February, the month of love, heartache, accepting that your resolutions went out the window but on the bright side, salaries come early. And what do we do with our salary? We buy books! Here are our top 5 books for this month.
- Letters to My Ex
Most love stories have their share of misunderstandings, angry tears and hurdles – only for longing and faith to save the day and make for a happily ever after.

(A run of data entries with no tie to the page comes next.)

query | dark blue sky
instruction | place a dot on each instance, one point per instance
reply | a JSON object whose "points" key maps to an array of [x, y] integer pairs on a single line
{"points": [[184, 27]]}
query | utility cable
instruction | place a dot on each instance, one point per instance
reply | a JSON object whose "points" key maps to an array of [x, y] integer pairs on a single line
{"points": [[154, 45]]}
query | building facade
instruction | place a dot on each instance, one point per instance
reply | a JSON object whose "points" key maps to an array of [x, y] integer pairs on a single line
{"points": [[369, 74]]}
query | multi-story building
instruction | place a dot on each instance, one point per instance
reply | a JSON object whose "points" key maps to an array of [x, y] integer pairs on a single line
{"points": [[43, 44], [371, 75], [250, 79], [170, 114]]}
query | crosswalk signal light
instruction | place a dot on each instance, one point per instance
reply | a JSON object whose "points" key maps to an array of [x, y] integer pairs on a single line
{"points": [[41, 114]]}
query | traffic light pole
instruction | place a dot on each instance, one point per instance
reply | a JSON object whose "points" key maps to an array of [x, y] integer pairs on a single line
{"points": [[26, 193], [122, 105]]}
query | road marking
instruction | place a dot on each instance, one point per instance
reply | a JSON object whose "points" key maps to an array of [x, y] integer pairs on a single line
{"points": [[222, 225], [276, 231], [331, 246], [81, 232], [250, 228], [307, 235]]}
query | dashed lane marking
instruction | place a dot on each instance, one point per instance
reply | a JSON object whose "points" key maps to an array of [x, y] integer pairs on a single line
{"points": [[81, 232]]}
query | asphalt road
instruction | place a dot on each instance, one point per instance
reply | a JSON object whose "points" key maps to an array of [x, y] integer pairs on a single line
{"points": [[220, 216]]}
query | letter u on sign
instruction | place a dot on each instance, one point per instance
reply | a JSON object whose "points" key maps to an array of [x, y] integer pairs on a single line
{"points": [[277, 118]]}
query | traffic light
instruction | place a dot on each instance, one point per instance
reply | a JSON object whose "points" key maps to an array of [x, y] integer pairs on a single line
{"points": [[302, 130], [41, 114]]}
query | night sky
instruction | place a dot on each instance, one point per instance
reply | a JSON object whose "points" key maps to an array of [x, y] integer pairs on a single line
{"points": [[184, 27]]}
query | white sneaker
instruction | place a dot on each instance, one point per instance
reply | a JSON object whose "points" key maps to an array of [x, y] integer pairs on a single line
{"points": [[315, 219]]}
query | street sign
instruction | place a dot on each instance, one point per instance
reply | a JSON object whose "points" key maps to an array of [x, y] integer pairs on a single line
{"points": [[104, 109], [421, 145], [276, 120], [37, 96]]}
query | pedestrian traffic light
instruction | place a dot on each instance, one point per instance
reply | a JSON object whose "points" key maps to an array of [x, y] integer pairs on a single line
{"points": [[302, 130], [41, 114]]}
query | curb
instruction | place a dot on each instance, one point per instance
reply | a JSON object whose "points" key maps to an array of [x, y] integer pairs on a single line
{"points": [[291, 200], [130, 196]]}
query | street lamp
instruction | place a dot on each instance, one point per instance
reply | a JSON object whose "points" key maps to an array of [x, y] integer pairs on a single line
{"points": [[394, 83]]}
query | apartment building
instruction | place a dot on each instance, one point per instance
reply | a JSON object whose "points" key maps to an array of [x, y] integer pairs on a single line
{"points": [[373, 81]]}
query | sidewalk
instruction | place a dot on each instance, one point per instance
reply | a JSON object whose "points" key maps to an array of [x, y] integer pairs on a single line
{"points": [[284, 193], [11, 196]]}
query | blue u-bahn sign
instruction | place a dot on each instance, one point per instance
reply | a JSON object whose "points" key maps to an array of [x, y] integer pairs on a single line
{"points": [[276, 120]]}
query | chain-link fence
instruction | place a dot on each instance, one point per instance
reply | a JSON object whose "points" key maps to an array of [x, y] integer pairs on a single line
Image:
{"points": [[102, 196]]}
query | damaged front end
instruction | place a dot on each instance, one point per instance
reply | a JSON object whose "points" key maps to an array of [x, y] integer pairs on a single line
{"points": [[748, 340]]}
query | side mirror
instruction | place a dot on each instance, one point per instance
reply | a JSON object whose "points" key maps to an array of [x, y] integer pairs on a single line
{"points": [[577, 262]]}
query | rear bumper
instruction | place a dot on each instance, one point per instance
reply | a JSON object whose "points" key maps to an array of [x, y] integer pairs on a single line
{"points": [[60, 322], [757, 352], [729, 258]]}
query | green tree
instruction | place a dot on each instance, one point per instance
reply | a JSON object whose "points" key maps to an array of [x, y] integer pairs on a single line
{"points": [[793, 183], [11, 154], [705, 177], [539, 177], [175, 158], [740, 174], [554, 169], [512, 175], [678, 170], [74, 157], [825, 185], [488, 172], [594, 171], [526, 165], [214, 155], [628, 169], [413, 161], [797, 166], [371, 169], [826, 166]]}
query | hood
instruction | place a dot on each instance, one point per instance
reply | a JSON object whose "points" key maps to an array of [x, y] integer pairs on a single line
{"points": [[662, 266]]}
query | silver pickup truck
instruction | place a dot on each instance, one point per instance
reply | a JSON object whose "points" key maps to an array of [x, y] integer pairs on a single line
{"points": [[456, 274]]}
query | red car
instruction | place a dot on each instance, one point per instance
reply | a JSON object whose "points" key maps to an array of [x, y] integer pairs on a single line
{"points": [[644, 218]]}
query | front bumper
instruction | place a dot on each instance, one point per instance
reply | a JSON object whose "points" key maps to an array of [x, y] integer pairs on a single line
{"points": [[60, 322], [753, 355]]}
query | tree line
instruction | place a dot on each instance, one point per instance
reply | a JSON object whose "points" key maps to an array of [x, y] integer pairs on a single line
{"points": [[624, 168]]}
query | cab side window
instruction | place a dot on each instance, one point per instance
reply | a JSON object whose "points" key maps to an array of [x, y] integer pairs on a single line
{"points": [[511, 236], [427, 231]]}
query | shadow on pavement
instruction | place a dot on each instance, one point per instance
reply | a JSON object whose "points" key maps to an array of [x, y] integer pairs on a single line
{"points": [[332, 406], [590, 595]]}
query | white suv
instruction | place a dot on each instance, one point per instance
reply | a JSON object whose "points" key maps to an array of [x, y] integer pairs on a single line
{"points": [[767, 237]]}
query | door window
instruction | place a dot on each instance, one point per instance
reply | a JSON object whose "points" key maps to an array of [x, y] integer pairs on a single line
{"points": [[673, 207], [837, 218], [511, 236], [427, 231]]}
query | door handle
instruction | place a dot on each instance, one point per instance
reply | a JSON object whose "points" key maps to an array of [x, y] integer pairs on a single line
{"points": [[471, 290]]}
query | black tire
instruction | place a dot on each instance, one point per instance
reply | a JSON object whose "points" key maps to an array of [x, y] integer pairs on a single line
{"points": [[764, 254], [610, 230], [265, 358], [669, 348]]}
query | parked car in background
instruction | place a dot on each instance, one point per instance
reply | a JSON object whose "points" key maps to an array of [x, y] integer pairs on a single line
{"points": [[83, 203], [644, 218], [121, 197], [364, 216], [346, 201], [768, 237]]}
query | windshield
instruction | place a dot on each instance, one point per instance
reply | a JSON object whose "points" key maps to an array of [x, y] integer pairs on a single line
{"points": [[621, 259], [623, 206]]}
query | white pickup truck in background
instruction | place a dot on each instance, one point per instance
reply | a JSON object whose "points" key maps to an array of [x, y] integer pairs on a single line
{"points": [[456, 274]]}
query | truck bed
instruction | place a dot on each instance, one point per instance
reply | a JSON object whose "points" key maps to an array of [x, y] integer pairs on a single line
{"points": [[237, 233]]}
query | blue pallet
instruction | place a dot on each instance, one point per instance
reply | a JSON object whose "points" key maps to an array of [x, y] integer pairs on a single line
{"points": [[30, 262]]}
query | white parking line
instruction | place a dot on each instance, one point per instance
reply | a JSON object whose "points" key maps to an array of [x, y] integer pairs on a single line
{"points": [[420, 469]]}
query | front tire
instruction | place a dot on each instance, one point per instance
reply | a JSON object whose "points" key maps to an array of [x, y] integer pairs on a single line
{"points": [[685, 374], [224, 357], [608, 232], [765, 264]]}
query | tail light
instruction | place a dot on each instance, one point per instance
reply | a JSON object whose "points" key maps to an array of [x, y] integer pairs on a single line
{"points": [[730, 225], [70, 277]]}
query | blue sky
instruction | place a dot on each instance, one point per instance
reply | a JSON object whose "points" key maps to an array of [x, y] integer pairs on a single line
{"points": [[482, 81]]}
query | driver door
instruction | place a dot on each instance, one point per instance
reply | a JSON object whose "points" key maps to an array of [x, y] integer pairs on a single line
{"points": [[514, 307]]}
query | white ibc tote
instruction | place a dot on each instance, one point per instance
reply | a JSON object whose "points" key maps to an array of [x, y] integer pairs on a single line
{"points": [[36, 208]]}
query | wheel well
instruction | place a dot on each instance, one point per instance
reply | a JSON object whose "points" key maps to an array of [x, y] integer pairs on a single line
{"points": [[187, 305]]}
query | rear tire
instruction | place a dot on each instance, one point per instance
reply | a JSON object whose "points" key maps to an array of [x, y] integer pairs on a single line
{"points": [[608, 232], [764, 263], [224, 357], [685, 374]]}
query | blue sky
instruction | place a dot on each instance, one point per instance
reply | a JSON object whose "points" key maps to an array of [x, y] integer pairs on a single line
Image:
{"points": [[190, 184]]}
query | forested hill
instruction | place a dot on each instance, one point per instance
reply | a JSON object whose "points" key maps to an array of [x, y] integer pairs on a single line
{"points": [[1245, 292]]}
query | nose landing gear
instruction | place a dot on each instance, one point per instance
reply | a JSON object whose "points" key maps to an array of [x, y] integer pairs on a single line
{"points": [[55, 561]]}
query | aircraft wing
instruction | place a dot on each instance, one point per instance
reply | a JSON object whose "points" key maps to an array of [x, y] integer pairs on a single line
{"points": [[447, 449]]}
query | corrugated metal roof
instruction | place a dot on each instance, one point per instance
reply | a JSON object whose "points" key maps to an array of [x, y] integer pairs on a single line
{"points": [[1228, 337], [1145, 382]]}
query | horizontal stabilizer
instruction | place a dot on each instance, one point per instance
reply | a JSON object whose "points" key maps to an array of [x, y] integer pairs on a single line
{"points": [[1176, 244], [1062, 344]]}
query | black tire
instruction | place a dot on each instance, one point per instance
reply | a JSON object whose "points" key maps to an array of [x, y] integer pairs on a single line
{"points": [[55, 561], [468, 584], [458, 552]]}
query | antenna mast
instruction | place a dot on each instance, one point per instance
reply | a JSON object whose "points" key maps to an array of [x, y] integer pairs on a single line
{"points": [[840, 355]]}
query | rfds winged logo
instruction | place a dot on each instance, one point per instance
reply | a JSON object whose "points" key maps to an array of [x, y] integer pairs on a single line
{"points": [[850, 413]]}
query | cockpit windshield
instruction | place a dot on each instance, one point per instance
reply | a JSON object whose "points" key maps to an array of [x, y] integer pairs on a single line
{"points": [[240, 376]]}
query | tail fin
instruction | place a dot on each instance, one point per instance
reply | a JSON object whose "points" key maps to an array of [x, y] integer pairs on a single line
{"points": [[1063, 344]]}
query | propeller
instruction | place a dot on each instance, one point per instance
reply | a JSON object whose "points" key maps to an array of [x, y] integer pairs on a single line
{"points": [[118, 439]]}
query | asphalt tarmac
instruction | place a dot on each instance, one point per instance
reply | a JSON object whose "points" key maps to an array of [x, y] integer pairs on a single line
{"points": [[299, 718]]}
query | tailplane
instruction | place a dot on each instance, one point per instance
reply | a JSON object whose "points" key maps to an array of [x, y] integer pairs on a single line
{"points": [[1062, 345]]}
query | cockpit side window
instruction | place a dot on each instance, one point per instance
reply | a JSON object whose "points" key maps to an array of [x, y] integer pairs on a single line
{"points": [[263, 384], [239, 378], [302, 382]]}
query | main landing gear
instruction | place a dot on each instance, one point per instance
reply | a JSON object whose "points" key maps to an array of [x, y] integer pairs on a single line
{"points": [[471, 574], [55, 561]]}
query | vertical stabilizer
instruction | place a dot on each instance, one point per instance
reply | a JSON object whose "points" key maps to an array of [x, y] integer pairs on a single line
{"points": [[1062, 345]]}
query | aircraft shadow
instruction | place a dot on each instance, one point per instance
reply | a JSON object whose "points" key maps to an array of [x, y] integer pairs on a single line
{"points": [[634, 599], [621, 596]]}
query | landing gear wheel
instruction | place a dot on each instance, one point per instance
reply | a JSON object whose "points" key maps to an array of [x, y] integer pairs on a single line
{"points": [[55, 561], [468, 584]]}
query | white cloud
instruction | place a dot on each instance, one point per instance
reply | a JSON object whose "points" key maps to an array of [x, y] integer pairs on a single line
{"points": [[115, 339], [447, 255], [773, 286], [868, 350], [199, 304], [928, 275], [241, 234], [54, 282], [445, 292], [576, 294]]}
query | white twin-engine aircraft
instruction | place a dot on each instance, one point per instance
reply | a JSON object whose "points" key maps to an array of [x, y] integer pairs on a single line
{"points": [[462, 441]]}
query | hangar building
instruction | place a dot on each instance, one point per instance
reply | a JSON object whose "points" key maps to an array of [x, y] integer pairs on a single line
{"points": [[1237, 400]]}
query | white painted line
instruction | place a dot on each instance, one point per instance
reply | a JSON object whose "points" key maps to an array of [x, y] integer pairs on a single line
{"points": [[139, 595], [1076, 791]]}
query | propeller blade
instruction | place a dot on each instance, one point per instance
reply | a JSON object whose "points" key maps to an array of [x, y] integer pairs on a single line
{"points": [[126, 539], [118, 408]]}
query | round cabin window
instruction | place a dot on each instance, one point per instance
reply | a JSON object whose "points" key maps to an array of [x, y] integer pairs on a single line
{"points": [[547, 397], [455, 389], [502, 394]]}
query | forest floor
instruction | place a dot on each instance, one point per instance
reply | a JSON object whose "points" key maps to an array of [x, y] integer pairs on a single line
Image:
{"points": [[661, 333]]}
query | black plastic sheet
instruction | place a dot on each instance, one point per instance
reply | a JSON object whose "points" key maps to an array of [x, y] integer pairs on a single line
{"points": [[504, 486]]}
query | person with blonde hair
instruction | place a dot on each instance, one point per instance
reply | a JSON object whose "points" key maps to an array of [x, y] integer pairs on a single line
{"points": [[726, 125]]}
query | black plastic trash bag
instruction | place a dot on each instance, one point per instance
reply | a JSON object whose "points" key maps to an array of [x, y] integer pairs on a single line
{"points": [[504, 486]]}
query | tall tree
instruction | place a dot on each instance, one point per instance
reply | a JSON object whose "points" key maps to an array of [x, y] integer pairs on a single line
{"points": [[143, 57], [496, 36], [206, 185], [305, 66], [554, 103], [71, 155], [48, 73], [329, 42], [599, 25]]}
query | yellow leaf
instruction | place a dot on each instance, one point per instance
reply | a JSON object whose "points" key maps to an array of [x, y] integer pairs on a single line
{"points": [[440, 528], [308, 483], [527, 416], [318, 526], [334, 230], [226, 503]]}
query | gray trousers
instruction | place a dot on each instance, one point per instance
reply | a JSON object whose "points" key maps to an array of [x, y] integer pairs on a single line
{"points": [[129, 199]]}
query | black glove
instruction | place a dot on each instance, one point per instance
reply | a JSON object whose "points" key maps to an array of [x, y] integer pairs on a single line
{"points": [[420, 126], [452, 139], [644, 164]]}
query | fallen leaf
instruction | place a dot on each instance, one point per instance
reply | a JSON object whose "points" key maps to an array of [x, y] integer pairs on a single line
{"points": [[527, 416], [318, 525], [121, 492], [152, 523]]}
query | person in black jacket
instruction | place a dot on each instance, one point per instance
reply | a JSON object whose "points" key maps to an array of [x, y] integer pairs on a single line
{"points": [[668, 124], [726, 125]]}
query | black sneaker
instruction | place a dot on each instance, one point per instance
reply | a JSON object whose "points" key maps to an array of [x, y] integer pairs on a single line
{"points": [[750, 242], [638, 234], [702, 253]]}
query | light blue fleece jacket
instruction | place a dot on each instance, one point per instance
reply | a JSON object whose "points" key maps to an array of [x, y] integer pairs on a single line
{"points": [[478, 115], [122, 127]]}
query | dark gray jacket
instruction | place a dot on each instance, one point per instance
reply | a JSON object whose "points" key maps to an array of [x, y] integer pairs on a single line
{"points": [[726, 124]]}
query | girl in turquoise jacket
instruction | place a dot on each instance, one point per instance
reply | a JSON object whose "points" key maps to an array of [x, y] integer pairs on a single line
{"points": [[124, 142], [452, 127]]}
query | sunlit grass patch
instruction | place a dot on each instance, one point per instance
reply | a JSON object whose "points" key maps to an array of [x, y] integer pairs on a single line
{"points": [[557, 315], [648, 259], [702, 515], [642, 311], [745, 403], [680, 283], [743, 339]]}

Most love stories – but not all. Not the ones that end with hearts left broken, their shards lost under the weight of all that is left unsaid. In these powerful yet quiet letters of looking for closure, Nikita Singh explores the what-ifs, whys and what-could-have-beens; words demanding, with grace and dignity and passion, a salve for what only time may heal.
- Death at the Durbar
December 1911. India is in a tizzy. The old walls of Mughal Delhi are bedecked, as the British are hosting a grand durbar to celebrate the coronation of the new king, George V. Cooling his heels at the Majestic Hotel as he awaits the king’s arrival, a bored Maharaja Sikander Singh of Rajpore is paid a surreptitious visit by two British officers, who insist that he accompany them to the king emperor’s camp. There, an old friend, Malik Umar Hayat Khan, who works for Lord Hardinge, tells Sikander that his services as a sleuth are required, and ushers him into the king emperor’s personal chambers.
Inside is a dead nautch girl who appears to have been strangled. And Sikander must find the killer before scandal erupts. With far too many suspects with very strong motives, will the Maharaja be able to solve the case and save the Durbar from ruin?
- 19 Till I Die
For Zaid from Durban, it was heartbreak.
For Fiona, who loves New Delhi, it had always been a dream.
Rachna needs this chance to step out of Australia and her comfort zone. Tia from Mumbai sees it as a ticket away from her over-protective parents.
The four find themselves at the University of Guelph in Canada. Adventure awaits, and a chance at love lingers amidst the crowds – in the halls, at the bars, on the dancefloor. Some of them will find it. But, as with such powerful life-altering things as love, it’s not going to be easy.
It’s too late to turn back to the drab, safe and predictable lives they left behind. Might as well buckle up and hold on tight as they brace themselves for the ride of their lives.
You who stand in a queue, who try to board a running local, who tolerate your boss’s snide remarks and the trials and tribulations of marital life – you still manage to discuss politics with enthusiasm, to finish a game of cards, to laugh and to make others laugh … You are a true karmachari.
A collection of unforgettable short stories about ordinary people, Karmachari is a mirror held up to society. Set in suburban Mumbai of the 1970s, yet universal, it is peopled by characters we might meet in real life. They come alive under V.P. Kale’s sharp but compassionate gaze, and prod us gently towards a world of greater kindness and understanding.
- My Last Love Story
Simi Desai is thirty years old and her husband is dying of cancer. He has two last wishes in his final months: first, that she’ll have his baby so that a piece of him lives on and, second, that she’ll reconcile with her old flame Zayaan, their mutual best friend.
Over the course of their last summer together, Simi’s husband plans a series of big and small adventures for this unlikely trio, designed to help them say their goodbyes and to prove to Simi that it’s okay to move on without him – and even find love again.
Beautiful and poignant, Falguni Kothari’s My Last Love Story will pull your heartstrings as only unforgettable love stories can.